Wohin es führt, wenn die Abwägung vorgeblich freier gegen proprietäre Software von Politikern anstelle von EDV-Fachleuten übernommen wird, ist dieser Tage am Beispiel der Freiburger Piratenpartei zu sehen. In Freiburg nämlich wurde jüngst vom Gemeinderat beschlossen, dass das eingesetzte OpenOffice.org in der Stadtverwaltung wieder durch das zuvor installierte Microsoft Office, allerdings in einer neuen Version, ersetzt werden soll.
Das war keine einstimmige Entscheidung:
Mit 25 zu 20 Stimmen beschlossen CDU, SPD, Freie Wähler und zwei Mitglieder der Grünen heute die Rückkehr zu Microsoft.
Die vollständigen Begründungen für die Abkehr sind mir nicht bekannt, die SPD hat sich aber eine recht originelle ausgedacht:
Die SPD begründete zum Entsetzen anwesender Sachverständiger ihre Entscheidung mit Beiträgen aus dem in IT-Kreisen als legendär unsachlich bekannten Heise-Forum.
Das ist an sich noch nicht schlimm.
Schlimm finde ich hingegen das Bohei, das die Freiburger Piraten nun um diese Formalie machen. Direktkandidat André Martens gibt hierzu dies zu Protokoll:
Nun entsteht der Eindruck, die eingesetzte Open Source Software (sic!) sei nicht gleichwertig, was definitiv falsch ist.
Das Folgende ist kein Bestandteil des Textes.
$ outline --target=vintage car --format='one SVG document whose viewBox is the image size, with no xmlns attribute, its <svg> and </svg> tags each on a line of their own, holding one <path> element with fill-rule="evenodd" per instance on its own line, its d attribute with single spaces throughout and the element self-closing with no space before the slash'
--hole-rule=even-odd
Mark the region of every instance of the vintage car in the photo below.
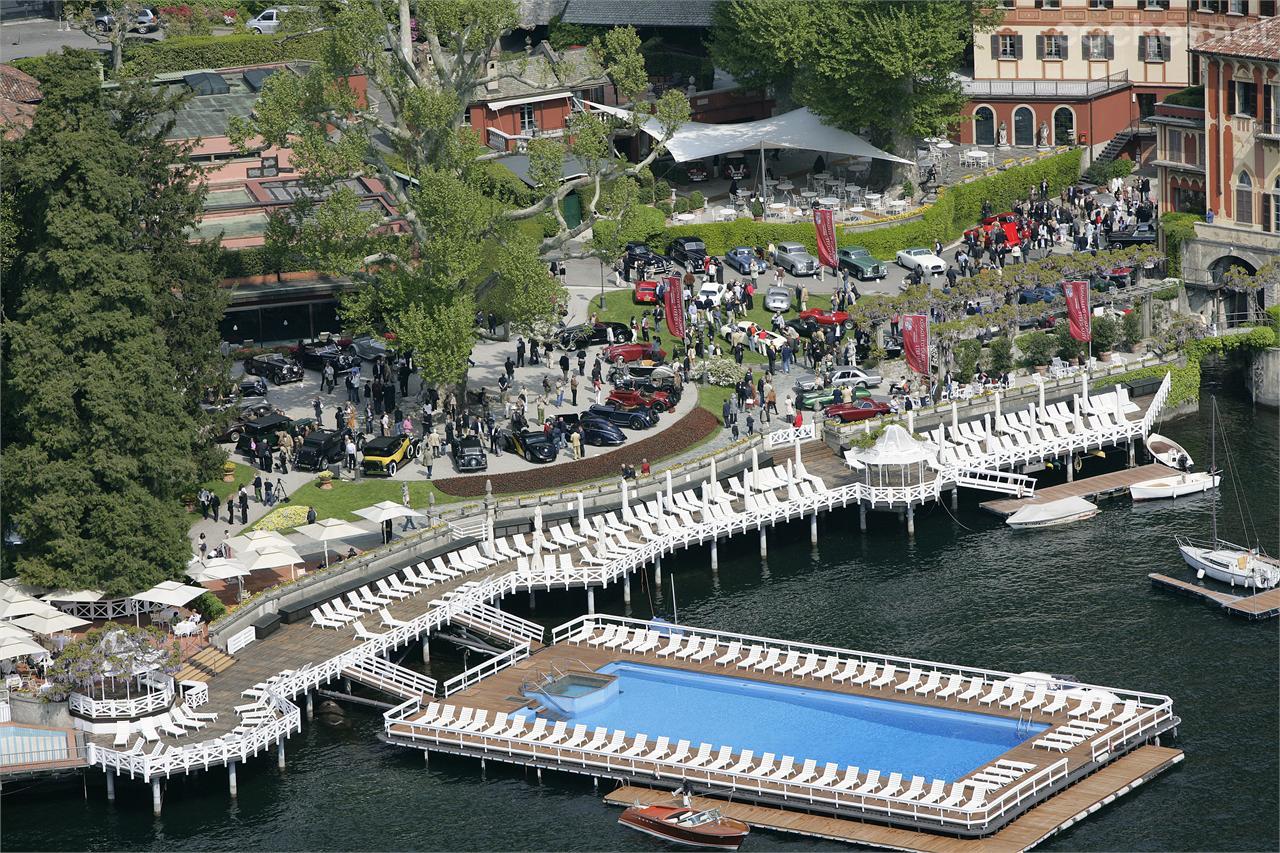
<svg viewBox="0 0 1280 853">
<path fill-rule="evenodd" d="M 626 343 L 631 339 L 631 327 L 626 323 L 602 321 L 594 325 L 580 323 L 567 325 L 556 336 L 562 350 L 581 350 L 596 343 L 609 342 L 609 329 L 613 329 L 613 342 Z"/>
<path fill-rule="evenodd" d="M 383 435 L 365 444 L 360 467 L 366 475 L 396 476 L 396 471 L 417 456 L 421 439 L 415 435 Z"/>
<path fill-rule="evenodd" d="M 475 435 L 463 435 L 453 441 L 449 450 L 453 457 L 453 467 L 457 471 L 483 471 L 489 467 L 489 459 L 484 453 L 484 443 Z"/>
<path fill-rule="evenodd" d="M 599 418 L 611 424 L 631 429 L 649 429 L 658 423 L 658 412 L 652 409 L 623 409 L 614 402 L 595 403 L 582 412 L 582 418 Z"/>
<path fill-rule="evenodd" d="M 818 259 L 803 243 L 778 243 L 769 260 L 792 275 L 818 274 Z"/>
<path fill-rule="evenodd" d="M 888 265 L 882 264 L 861 246 L 846 246 L 836 252 L 836 266 L 847 269 L 859 282 L 874 282 L 888 275 Z"/>
<path fill-rule="evenodd" d="M 261 444 L 266 442 L 266 446 L 274 451 L 280 444 L 280 433 L 297 437 L 303 432 L 310 432 L 315 425 L 315 418 L 300 418 L 294 420 L 288 415 L 262 415 L 244 423 L 239 438 L 236 441 L 236 452 L 252 459 L 253 451 L 250 448 L 251 443 L 257 442 Z"/>
<path fill-rule="evenodd" d="M 653 409 L 658 414 L 667 411 L 675 405 L 664 391 L 648 393 L 636 388 L 614 388 L 609 392 L 607 402 L 617 403 L 628 411 L 632 409 Z"/>
<path fill-rule="evenodd" d="M 302 439 L 302 447 L 298 448 L 293 466 L 305 471 L 319 471 L 321 467 L 340 462 L 347 453 L 348 434 L 351 430 L 347 429 L 340 433 L 333 429 L 316 429 L 307 433 L 307 437 Z M 357 451 L 365 448 L 362 433 L 356 433 L 355 441 Z"/>
<path fill-rule="evenodd" d="M 251 377 L 266 377 L 276 386 L 302 382 L 302 365 L 279 352 L 262 352 L 244 359 L 244 373 Z"/>
<path fill-rule="evenodd" d="M 855 400 L 847 403 L 832 403 L 822 410 L 827 418 L 835 418 L 842 420 L 846 424 L 851 424 L 858 420 L 868 420 L 870 418 L 878 418 L 879 415 L 887 415 L 892 411 L 888 403 L 882 403 L 876 400 Z"/>
<path fill-rule="evenodd" d="M 928 248 L 900 248 L 897 265 L 902 269 L 918 269 L 922 275 L 941 275 L 947 272 L 947 263 Z"/>
<path fill-rule="evenodd" d="M 632 343 L 614 343 L 612 347 L 604 350 L 604 360 L 609 364 L 617 364 L 618 361 L 657 361 L 662 362 L 667 359 L 667 352 L 659 347 L 653 341 L 643 342 L 635 341 Z"/>
<path fill-rule="evenodd" d="M 701 237 L 676 237 L 667 243 L 667 256 L 685 269 L 701 269 L 707 259 L 707 243 Z"/>
<path fill-rule="evenodd" d="M 554 462 L 556 442 L 540 429 L 508 430 L 498 434 L 498 439 L 508 452 L 516 453 L 526 462 Z"/>
<path fill-rule="evenodd" d="M 634 283 L 631 301 L 636 305 L 655 305 L 658 302 L 658 282 L 644 278 Z"/>
<path fill-rule="evenodd" d="M 763 273 L 769 268 L 750 246 L 735 246 L 724 252 L 724 265 L 742 275 L 750 275 L 753 272 Z"/>
</svg>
Das stimmt, denn im Gegensatz zu Microsoft Office wird OpenOffice.org gegenwärtig kaum bis gar nicht mehr weiter entwickelt, da das Gros der Entwickler zum LibreOffice-Projekt abgewandert ist. Lieber freie und scheintote als proprietäre und aktiv gepflegte Software also soll in der Stadtverwaltung eingesetzt werden. Ja, so sieht das aus mit dem Fortschritt.
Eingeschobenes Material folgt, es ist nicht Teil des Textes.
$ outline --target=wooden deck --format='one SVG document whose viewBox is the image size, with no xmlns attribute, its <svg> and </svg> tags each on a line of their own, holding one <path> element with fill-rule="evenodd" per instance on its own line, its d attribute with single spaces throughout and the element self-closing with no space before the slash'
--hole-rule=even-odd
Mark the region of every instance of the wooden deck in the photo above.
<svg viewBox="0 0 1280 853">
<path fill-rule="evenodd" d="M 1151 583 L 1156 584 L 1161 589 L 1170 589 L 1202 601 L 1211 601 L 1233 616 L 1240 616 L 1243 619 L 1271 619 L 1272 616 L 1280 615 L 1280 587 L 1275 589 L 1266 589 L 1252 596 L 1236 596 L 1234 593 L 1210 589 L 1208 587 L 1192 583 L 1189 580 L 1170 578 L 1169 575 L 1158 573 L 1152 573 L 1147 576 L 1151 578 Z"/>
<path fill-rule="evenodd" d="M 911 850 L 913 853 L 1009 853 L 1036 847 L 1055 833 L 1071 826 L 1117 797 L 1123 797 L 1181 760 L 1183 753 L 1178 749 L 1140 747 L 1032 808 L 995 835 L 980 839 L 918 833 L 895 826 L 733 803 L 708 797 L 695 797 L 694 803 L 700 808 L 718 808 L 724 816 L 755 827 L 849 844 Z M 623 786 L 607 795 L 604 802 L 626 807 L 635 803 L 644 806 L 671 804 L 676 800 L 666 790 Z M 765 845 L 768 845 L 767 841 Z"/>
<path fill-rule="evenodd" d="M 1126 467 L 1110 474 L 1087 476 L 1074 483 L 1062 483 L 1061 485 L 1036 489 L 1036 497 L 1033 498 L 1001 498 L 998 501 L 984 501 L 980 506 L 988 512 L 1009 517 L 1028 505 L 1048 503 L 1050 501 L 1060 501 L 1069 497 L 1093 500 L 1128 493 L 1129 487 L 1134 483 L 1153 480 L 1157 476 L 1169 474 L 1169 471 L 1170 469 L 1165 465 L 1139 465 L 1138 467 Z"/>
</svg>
Derselbe André Martens hatte auch vor einer Woche noch vor Microsoft Office gewarnt:
“Unabhängig von der Kostenseite ist das Setzen auf offene Dateiformate auch ein Garant für die dauerhaft mögliche Archivierung von Dokumenten. Der Austausch von Daten ist beim proprietären Microsoft-Format sogar zwischen verschiedenen Versionen der Microsoft Office-Produkte mit Problemen behaftet. Eine wirkliche Zukunftssicherheit ist damit nicht gegeben”, so Martens weiter.
…, während das Problem, dass zum Beispiel LibreOffice 3.6 gelegentlich in komplexeren OpenDocument-Dateien, die mit LibreOffice 3.5 gespeichert wurden, das Layout zerstört, natürlich nicht gegen Zukunftssicherheit spricht.
Die Archivierung von Dokumenten der öffentlichen Verwaltung, die in Baden-Württemberg gesetzlich vorgeschrieben ist, wäre mit dem ISO-zertifizierten OpenDocument-Standard wesentlich sinnvoller umzusetzen als mit dem proprietären Microsoft-Format.
Das “proprietäre” Office-Open-XML-Format, das Microsoft Office seit “Version” 2007 standardmäßig nutzt, ist seit 2008 ebenfalls ISO-zertifiziert. Aber warum sollte man sich mit solchen Feinheiten herumschlagen, wenn es um die gute Sache geht?
Putzig, diese Piraten Freiburg.



Soweit so korrekt. Es ist aber noch ein kleiner Unterschied, ob ein Format mit (afair) 8000 A4-Seiten voller Bullshit-bingo beschrieben wird, oder sich wie bei OO/-ODF auf die Funktionen/Relationen beschränkt.
Gut, das hat der geschätzte Herr Pirat SO nicht gesagt (und gemeint schon gar nicht, sonst wäre er nicht in der Partei), aber der Vollständigkeit halber … wissenschon
Ingrid meint: https://de.wikipedia.org/wiki/Office_Open_XML#Kritik
… was an dem Umstand, dass es sich nicht um ein “proprietäres Format” handelt und die Freiburger Piraten somit gezielt Desinformation verbreiten, um ein totes Projekt zu fördern, nichts ändert.